When Baahubali 2 released on 28 April 2017, it was like a paradigm-shifting moment in Indian cinema. A franchise that celebrates an Epic saga about these manly men who fight about masculine, manly things, it’s fair to say that it’s one of the most iconic, fan-favourite movies of all time. But what we must consider is the female characters in Baahubali 2. SS Rajamouli has written them down as empowered, brave women, with all the beauty and femininity of ancient India. Although they are supporting the main character, that is Mahendra Baahubali and his son, Amarendra Baahubali, they are just as individualistic, will-powered, and independent. Here’s to Sivagami, Devasena, and Avanthika–played by Ramya Krishnan, Anushka Shetty and Tamannah, respectively.
She’s introduced into the Baahubali franchise in the most chilling, dramatic way. Drowning in the current but holding the baby high up, saving him before herself, Sivagami is established as being a fierce, magnetic force of a woman. Because of her handicapable husband, she assumes the throne’s power, and treats both her children–Bhallaladeva and Baahubali–equally, even though the former is her own and the latter is adopted. She isn’t portrayed as the perfrect woman either; her pride and obstinate behaviour is her Achilles’ Heel, and is rather insensitive towards Devasena. Yet, her steadfast nature and wisdom makes her respected throughout the kingdom. Kudos to Rajamouli for writing a female character who is not all good or all bad.

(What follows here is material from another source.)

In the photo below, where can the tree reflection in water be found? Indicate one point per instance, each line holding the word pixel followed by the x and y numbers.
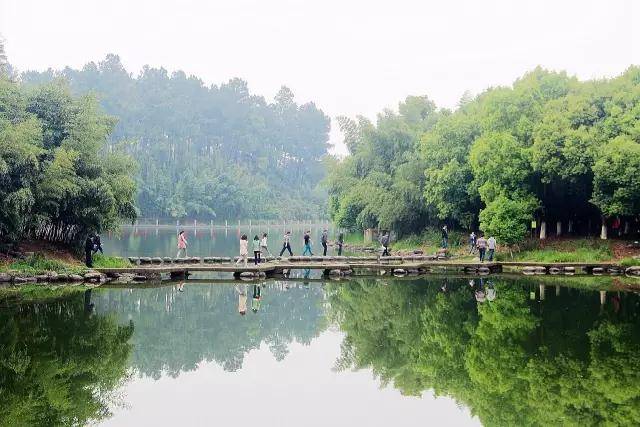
pixel 516 352
pixel 561 358
pixel 176 331
pixel 59 363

She’s in the grey–like most of us.
Young, beautiful and powerful, Devasena is equal parts femininity and righteousness. She is a competitive warrior, skilled in the bow-and-arrow; she is Arjuna from the Mahabharata. And it’s so refreshing to see a female version. Devasena chooses Baahubali just as much as he chooses her, and even offers him advice and suggestions on how he should use his power responsibly. “Go back to the kingdom” she tells Amarendra Baahubali. And he does. When Devasena is pregnant, and they are both labouring in exile, she still works along with the other men and women. Her femininity is never an obstacle. It only keeps adding to her strength.
Although she plays but a fleeting role in Baahubali 2, in the first film she is Amarendra Baahubali’s lover. A rebellious warrior who is part of a geurilla group of soldiers, Avanthika seems like a young woman from the 20th century. She loves too, deeply so, but doesn’t let go of the warrior that she is. Her strength defines her, and it’s what Amarendra–like us–love about her.